At 22 months from diagnosis of metastatic disease and after all the recommended therapies had been applied, the disease progressed again. As the patient was Eastern Cooperative Oncology Group (ECOG) Performance Status (PS) 1 in good condition, we decided after approval by our institution and the national multidisciplinary tumor board meeting (MTBM) to prescribe T-Dxd as the sixth-line regimen (L6; Figure 2).
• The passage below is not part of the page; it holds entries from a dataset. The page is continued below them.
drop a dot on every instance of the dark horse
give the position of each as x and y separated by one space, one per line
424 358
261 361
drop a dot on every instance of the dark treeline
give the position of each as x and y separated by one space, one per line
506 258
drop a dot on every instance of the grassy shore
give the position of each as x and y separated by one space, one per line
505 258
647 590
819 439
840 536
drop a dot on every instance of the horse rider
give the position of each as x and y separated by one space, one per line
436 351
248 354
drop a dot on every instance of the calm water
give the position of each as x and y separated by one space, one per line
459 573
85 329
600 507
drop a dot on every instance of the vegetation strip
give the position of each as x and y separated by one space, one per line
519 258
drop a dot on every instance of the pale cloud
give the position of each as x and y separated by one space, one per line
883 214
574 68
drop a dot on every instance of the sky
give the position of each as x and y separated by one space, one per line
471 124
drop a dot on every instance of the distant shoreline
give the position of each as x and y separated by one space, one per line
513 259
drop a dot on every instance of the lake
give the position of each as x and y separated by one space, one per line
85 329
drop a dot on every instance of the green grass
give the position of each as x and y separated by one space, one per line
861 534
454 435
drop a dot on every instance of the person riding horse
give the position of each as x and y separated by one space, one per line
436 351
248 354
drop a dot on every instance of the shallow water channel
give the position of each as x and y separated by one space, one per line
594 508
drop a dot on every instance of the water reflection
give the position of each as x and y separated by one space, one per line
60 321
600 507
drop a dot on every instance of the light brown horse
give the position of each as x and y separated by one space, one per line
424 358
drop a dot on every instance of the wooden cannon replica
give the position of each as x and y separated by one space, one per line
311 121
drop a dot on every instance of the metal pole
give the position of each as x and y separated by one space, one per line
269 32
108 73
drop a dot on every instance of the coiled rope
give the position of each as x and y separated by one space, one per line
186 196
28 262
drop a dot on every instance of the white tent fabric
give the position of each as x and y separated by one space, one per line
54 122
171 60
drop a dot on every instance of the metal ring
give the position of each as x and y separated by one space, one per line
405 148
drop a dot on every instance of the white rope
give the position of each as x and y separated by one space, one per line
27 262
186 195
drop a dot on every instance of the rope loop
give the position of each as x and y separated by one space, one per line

The patient was informed that there were no validated guidelines about this use.

Figure 2.

Focus on trastuzumab-deruxtecan period.

The first injection of T-Dxd was performed on November 4, 2021, with very good clinical and biological tolerance.

After four injections, PET-imaging highlighted partial response with partial regression of the primary right parotid lesion hypermetabolism and of known secondary bone lesions as well as pulmonary nodules. The right supraclavicular adenopathy remained stable. No new onset of hypermetabolic disease occurred.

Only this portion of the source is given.